Patrick actually had a sexual relationship with a married female major at one place he was housed, she came into the visiting room when we were there once and you could see the “sparks” flying between their eyes. OPENLY FLIRTING. A secretary there a few years ago had a sexual relationship with an inmate AND an officer, and she and the inmate were both found dead in a closet…supposedly the inmate killed her and then cut his own throat, but Patrick thought the officer killed them both. I don’t doubt it.

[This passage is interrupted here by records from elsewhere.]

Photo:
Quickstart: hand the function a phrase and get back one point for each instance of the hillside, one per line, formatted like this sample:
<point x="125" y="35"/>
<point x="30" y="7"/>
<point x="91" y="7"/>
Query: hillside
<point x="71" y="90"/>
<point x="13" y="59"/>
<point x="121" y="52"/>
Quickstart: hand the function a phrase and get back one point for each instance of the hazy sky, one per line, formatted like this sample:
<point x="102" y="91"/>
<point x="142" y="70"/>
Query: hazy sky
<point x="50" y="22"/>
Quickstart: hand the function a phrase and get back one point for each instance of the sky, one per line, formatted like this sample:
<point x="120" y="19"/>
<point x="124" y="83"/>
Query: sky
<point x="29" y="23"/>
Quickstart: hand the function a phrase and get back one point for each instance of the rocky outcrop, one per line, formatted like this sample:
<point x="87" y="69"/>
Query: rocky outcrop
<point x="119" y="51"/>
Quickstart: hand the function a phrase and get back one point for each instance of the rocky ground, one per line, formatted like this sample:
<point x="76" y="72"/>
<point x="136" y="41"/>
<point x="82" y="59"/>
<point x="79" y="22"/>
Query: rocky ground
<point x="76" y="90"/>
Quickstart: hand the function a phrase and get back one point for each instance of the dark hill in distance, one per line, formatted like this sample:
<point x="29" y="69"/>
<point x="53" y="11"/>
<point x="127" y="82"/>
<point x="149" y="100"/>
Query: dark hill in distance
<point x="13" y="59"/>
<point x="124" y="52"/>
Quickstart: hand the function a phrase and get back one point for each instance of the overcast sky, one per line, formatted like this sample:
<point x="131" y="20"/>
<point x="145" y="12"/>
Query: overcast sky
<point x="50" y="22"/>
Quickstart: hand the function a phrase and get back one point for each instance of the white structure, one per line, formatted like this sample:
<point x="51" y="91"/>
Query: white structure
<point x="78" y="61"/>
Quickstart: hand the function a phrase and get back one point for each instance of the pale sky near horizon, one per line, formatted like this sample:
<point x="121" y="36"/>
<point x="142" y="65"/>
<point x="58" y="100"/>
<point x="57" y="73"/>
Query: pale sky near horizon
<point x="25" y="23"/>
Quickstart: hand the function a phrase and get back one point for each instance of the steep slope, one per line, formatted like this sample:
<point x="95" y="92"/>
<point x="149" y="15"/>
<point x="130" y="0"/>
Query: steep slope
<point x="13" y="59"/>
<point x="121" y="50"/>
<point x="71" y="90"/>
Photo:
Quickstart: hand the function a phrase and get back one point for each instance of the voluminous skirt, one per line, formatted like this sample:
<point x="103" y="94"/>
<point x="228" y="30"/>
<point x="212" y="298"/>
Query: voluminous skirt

I used to be so worried about him, cause he is a small white guy in a tough prison system that is primarily black and Hispanic and the racial divide is rigid…gangs, etc. and he’s been beaten up a bunch of times and severely injured, but I no longer worry, he got himself into that place and he can have the consequences as far as I am concerned. He is still better off than the girl he murdered. I’m not sure who is the worst danger in prisons, the guards or the other inmates…but it is a PhD program for psychopaths any way you slice it. In a lot of ways, it gives them the perfect environment, constant risk and games to play with each other. My son is “good at it” and knows all the ins and outs of smuggling stuff in and conning the system. BFD (big farking deal)—he’s the smartest inmate in the place, but he’s nothing but a not so successful small time thug and murderer. He had enough brains to have invented the cure for cancer, or to have been Bill Gates, and he CHOSE to be a thug. His loss and mine too, only he doesn’t have sense enough to realize it. Just like that sociopath that wrote the letter to Donna.
Well, justus5, I guess “better the devil you know than the one you don’t know” but if you choose to live “with it” instead of to make a life for yourself independently, then that is your choice. I chose that course with a lot of relation-shits, but I realized finally that FOR ME I would rather live in a tent and eat out of a McDonald’s dumpster than to live any where near a psychopath.
I found out that I don’t need anyone (especially a psychopath) in my life that doesn’t cherish me as I deserve to be cherished. Life is much nicer now.
Oxy-I have come to the point of excepting responsility for my sitiuation. I think everyday about how to get out of the mess that I have allowed him to create. Still afraid and confused though about the future.
Justus5, we ALL are/were confused about the future. Without a crystal ball and without being psychic there’s no way to see the future either way and “there are no guarantees in life” that is for sure. I definitely understand your fear of the future—probably financially (I’m just guessing here) and in many other ways as well, I think you have kids to raise—how will they react? How will this all impact them? That’s also part of the collateral damage they do to our lives and the lives of the ones we love.
Keep on reading and learning about psychopaths and about how to heal to help you make decisions. Making THE decision to get away from an abusive mate IS A BIG ONE I understand. But just like no one ever died and thought “I wish I’d spent more time at the office” no one ever approached their death bed and said “I’m glad I stayed with that psychopath.”